If you choose (a) or (b), you need help from your accountant. Run, don’t walk.

Why is (a) wrong?

Repeat after me: Your service trust is not there to avoid tax. Etch this in your brain before reading any further. It helps you fight the urge to sing like a canary when the ATO gets out the crocodile shears.

But can’t I legitimately structure my affairs to save tax? You would think in a democracy that this is the case. But it isn’t. If the dominant purpose is to save tax then no. Remember, there is a fine difference between tax planning (legal) and tax avoidance (illegal).

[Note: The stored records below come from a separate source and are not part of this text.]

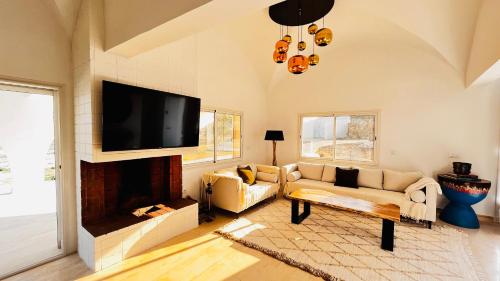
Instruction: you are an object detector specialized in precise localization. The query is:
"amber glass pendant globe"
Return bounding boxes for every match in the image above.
[307,23,318,35]
[273,50,286,63]
[288,55,309,74]
[314,28,333,47]
[308,54,319,66]
[275,40,288,53]
[297,41,307,51]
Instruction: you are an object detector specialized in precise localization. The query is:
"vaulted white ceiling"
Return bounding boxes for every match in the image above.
[43,0,500,86]
[43,0,81,38]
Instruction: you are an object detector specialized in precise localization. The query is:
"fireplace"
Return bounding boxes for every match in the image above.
[80,155,192,237]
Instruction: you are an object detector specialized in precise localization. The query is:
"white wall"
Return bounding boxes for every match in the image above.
[466,0,500,85]
[268,36,500,216]
[73,0,267,201]
[0,0,76,252]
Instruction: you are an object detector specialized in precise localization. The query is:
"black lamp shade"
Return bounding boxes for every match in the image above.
[264,130,285,141]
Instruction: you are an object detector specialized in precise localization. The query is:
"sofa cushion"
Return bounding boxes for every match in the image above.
[333,186,406,206]
[410,190,425,203]
[321,164,350,182]
[384,169,423,192]
[286,171,302,182]
[335,167,359,188]
[238,163,257,178]
[236,167,255,185]
[297,162,325,181]
[257,172,278,183]
[285,179,333,193]
[358,168,384,189]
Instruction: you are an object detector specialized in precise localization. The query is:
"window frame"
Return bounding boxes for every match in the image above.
[182,106,244,168]
[298,110,380,166]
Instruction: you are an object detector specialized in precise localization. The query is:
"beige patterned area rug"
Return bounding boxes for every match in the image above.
[216,199,482,281]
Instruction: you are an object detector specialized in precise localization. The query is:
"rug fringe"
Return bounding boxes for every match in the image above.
[215,230,343,281]
[451,225,487,280]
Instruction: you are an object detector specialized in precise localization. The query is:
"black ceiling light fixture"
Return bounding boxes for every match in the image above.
[269,0,335,74]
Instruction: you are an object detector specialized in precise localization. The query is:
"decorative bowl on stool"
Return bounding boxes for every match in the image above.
[438,174,491,228]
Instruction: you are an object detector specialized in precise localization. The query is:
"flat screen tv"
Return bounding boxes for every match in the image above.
[102,81,200,151]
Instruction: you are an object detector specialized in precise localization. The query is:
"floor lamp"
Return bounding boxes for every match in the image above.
[264,130,285,166]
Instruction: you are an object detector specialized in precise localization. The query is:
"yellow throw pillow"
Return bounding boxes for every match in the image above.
[237,167,255,185]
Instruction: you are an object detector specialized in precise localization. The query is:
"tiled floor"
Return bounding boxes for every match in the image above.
[4,211,500,281]
[0,213,62,278]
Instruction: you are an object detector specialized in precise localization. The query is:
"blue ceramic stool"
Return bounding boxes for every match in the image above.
[438,174,491,228]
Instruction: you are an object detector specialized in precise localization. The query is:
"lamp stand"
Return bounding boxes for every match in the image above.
[273,141,278,166]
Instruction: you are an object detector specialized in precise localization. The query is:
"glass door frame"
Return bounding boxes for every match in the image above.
[0,79,66,279]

The Part IVA general anti avoidance provision hovers over every action. If a reasonable person in your position believes the service trust exists solely for the purpose of avoiding tax – then think of a good place to hide your shank in jail.

Why is (b) wrong?

Cleverly (or so you think), you are adamant that your service trust is not there to save tax – you set it up for asset protection. And you’re a man of your word – you say the same thing in a suit in court (when the ATO is grilling you).

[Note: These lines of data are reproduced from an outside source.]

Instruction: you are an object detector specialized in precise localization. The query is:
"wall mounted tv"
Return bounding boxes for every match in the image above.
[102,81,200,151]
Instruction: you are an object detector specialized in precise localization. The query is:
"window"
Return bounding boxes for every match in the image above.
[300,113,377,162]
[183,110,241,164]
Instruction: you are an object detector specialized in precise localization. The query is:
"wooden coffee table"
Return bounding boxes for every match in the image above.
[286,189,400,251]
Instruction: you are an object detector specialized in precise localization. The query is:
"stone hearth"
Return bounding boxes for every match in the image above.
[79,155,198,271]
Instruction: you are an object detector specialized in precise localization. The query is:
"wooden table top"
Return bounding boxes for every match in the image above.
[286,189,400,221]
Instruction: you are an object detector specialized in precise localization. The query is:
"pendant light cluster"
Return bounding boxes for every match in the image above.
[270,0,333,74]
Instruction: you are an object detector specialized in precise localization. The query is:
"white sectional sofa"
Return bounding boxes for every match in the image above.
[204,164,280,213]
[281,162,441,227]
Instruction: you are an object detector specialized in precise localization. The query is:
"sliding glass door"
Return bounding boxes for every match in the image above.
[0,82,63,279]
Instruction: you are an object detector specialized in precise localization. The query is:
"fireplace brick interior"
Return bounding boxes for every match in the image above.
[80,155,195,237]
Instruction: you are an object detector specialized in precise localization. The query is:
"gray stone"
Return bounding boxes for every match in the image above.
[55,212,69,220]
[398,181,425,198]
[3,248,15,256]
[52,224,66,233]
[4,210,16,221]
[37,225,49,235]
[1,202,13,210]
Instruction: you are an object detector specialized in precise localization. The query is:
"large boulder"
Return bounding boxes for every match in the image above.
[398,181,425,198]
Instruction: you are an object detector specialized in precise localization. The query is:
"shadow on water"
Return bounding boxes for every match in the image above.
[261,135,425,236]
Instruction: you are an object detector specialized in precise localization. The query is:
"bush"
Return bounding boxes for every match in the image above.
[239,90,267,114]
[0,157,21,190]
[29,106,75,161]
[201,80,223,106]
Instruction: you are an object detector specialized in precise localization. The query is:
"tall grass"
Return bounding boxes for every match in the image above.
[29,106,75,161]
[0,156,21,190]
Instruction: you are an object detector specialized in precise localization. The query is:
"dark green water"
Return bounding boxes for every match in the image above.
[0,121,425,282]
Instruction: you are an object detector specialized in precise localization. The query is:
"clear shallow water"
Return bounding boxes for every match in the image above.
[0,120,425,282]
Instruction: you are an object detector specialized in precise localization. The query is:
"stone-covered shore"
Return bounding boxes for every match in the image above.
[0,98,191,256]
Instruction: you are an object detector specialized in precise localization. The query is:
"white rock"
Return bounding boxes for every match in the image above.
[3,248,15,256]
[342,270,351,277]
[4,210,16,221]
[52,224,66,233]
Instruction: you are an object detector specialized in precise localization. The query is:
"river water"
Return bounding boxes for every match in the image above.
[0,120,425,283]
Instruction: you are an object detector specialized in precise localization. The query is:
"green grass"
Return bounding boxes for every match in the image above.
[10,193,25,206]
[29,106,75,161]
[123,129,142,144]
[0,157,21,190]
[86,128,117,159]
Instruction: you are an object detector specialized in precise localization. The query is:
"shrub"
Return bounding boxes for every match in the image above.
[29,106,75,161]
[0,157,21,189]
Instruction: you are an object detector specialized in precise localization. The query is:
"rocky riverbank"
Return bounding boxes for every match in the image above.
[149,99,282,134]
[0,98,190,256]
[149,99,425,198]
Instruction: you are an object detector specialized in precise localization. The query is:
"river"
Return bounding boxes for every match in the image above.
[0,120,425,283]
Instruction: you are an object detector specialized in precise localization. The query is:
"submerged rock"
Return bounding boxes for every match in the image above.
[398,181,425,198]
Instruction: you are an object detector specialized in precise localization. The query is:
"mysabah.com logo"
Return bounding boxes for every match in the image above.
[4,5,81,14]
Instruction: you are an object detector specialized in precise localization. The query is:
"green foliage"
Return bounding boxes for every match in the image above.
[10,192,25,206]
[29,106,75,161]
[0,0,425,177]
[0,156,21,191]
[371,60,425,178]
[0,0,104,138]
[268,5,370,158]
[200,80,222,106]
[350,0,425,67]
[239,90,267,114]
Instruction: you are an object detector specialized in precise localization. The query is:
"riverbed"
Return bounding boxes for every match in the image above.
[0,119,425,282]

Later on, your business goes bust. Here lies the problem. You now can’t plead in the insolvency court that your service trust was there to save tax. The ATO transcripts where you swear your service trust is there for asset protection reasons don’t make good reading in the bankruptcy courts.

Why is (c) correct?

It is rarely wise to cite tax savings or asset protection as a reason for doing anything. If someone asks, service trusts are great to help your Business Succession Planning, Estate Planning and modern business structures – and they really are. Saving tax and asset protection are merely wonderful by-products.

2 – Set up your structures properly

The last thing you want to do is hand the ATO the ammunition to attack you. Poorly drafted or incorrectly implemented arrangements are the kiss of death.

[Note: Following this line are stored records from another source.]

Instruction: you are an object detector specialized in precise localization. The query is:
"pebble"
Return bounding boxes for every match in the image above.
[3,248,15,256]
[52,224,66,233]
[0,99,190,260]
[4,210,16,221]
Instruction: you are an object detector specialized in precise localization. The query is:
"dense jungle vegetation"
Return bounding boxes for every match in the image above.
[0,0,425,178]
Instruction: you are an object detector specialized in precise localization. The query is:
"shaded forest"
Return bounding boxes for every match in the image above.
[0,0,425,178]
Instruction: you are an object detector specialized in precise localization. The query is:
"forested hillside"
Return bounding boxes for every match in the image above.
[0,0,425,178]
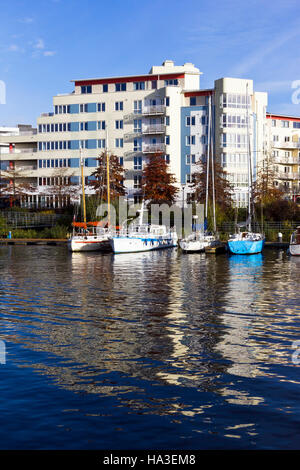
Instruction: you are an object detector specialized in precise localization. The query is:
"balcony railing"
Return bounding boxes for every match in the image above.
[0,147,37,155]
[142,105,166,115]
[142,143,166,153]
[142,124,166,134]
[272,141,300,149]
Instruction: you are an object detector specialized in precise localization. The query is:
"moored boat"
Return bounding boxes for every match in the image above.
[289,226,300,256]
[109,205,178,253]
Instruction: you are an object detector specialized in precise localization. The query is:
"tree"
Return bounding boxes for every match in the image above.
[192,161,233,210]
[142,153,178,205]
[89,152,125,201]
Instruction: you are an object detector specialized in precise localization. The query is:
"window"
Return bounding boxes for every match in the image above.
[116,83,126,91]
[185,116,196,126]
[133,175,142,189]
[98,139,105,149]
[133,157,143,170]
[115,139,123,147]
[133,82,145,90]
[186,154,196,165]
[81,85,92,93]
[185,135,196,145]
[133,119,142,133]
[133,139,142,152]
[133,100,142,114]
[115,101,123,111]
[97,103,105,112]
[221,93,250,108]
[165,78,178,86]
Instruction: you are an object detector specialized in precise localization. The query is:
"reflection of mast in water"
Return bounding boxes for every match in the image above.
[216,253,263,405]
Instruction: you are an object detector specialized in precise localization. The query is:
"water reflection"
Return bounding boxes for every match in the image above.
[0,247,300,444]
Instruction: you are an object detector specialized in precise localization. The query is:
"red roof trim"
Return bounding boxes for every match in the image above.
[184,90,214,97]
[266,113,300,122]
[75,73,185,86]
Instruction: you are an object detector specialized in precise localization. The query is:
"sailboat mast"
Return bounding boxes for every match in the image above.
[210,96,217,233]
[80,147,86,224]
[205,95,211,220]
[246,83,252,232]
[105,130,110,226]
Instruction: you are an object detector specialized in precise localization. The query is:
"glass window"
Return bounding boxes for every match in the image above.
[115,83,126,91]
[133,82,145,90]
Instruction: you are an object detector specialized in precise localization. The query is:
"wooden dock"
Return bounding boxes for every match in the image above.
[0,238,68,246]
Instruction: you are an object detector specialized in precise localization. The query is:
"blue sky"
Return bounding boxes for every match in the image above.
[0,0,300,125]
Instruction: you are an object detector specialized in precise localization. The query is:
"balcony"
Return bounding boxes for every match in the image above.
[272,141,300,149]
[142,105,166,116]
[142,124,166,135]
[142,143,166,153]
[276,171,300,180]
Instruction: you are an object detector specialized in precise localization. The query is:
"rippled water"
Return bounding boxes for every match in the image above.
[0,246,300,449]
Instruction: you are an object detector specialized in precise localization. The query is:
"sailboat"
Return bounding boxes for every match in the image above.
[68,149,110,252]
[179,96,219,252]
[110,201,177,253]
[289,226,300,256]
[227,84,265,255]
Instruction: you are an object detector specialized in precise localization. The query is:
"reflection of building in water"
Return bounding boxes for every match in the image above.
[217,253,262,377]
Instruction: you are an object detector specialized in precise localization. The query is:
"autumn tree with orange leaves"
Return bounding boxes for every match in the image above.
[142,153,178,206]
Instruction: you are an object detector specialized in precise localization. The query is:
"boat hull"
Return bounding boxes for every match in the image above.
[290,243,300,256]
[110,237,177,253]
[227,239,265,255]
[68,237,110,252]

So how do you set up a service trust?

  • Make sure the core business structure is up-to-date. Update trust deeds and the Constitution.
  • Set up the new service trust vehicle: family trust, unit trust, hybrid trust or company. You now have your service trust (or service company – quite rare). The service trust provides as many services as it can to the main business: this includes cleaning, secretarial, serviced offices, accounting, chattel leasing, property leases etc…
  • Build a Service Trust Agreement. This is the ‘glue’ between the core business and the service trust. You need this so you don’t offend our preciously delicate friends at the ATO.

3 – Charge commercial rates

Remember those naughty people we spoke about at the start who got caught. Chances are they were being greedy and charging more than commercial rates. Or were lazy and failing to make the service trust look arms length.

The mantra is:

“My service trust always acts as though it is arms length and a genuine business”

Your service trust can’t be a sham or non-commercial. Forget about “mark-ups”. A commercial business doesn’t charge “mark-ups”. It charges what the market can bear. It can only charge what the market would charge in a normal arms length transaction. Not sure of what the market will bear? Then get some quotes from other businesses in that industry. Is your service trust providing exceptional quality administrative services? Then you can charge more – but only if the market would charge this amount anyway.

Phillips case is the most telling High Court authority regarding service trusts. In a subsequent tax statement the Deputy Commissioner of Taxation stated (correctly in my view):

“There may have been widespread use of service trust arrangements which involved payments that were grossly excessive in relation to the benefit conferred by the service arrangement.”

The Deputy Commissioner is correct. Service trusts are completely valid – as long as they are on valid commercial grounds. But what are valid commercial grounds?

4: Get professional help

Invest in help from your accountant. Their knowledge is invaluable and saves you more than just money.

5: Do what your documents say

If you have an agreement that says that the service trust will provide certain services, don’t let the main business entity pay for them directly. If you treat your two businesses as though they are really just one, don’t be surprised if the Tax Office does the same.